Le Gouvernement de Londres, malgré certains conseils expérimentés, s’obstina dans sa politique et persista à compter sur l’armée hellénique (discours de M. Lloyd George du 4 août). La catastrophe était prévue partout, même en Grèce. Les nationalistes d’Angora faisaient des invites à l’Angleterre : « Si Lloyd George, écrivait Hamed Djevded bey dans l’Ikdam du 15 juin, a vraiment des sentiments pacifiques, il doit réaliser la paix avant qu’il puisse arriver une catastrophe. » Les Grecs eux-mêmes considéraient l’entreprise d’Anatolie comme perdue et ne songeaient qu’à sauver la Thrace. Leur dernier effort fut la récente tentative sur Constantinople. Qui l’a suggérée au gouvernement d’Athènes ? La politique anglaise a si bien manœuvré qu’elle a fait, du désastre grec, un échec britannique. L’opinion anglaise qui, au premier moment, a réagi comme si on lui arrachait le prix de la victoire des armées britanniques, comprend maintenant qu’elle recueille les fruits d’une politique surannée, imprévoyante et antifrançaise.
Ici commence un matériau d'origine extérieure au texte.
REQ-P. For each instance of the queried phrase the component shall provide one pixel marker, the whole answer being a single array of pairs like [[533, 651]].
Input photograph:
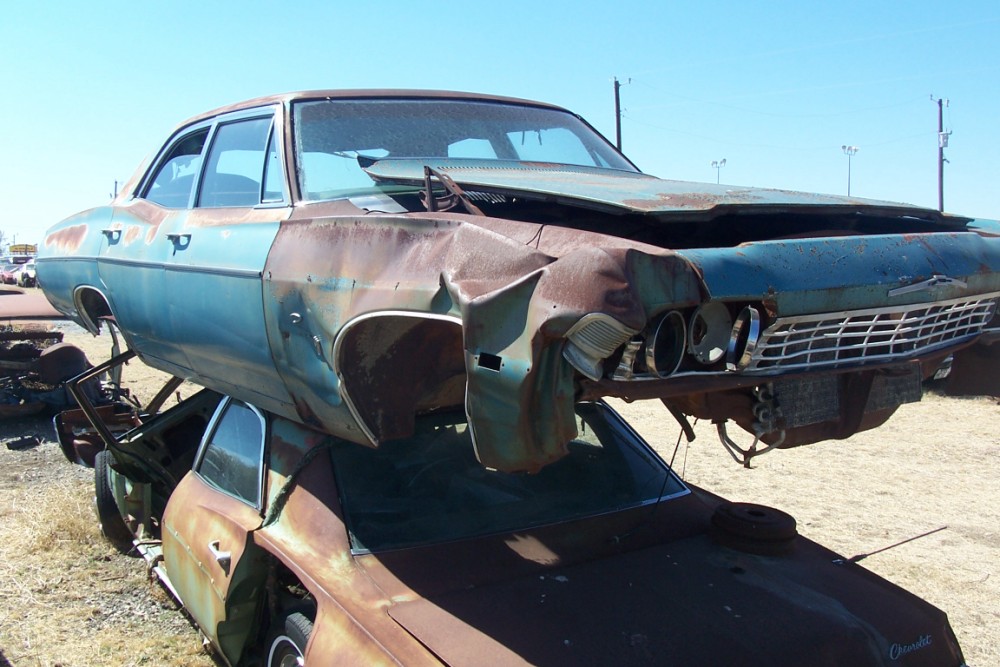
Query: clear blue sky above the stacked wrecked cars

Le désastre de l’armée hellénique, par sa soudaineté, par sa plénitude, jeta le Gouvernement britannique dans le désarroi ; pas plus que l’armée grecque la diplomatie anglaise ne réussit à s’établir à temps sur des positions de repli. Le 9 septembre, le Cabinet de Rome prit l’initiative d’une note invitant les Puissances à réunir le plus tôt possible leurs plénipotentiaires à la Conférence, depuis longtemps prévue, de Venise. La presse anglaise, dans ces mêmes journées, tandis que les soldats de Kemal entraient à Smyrne, s’efforçait de démontrer à la France qu’elle ne pouvait souhaiter le retour des Turcs à Constantinople.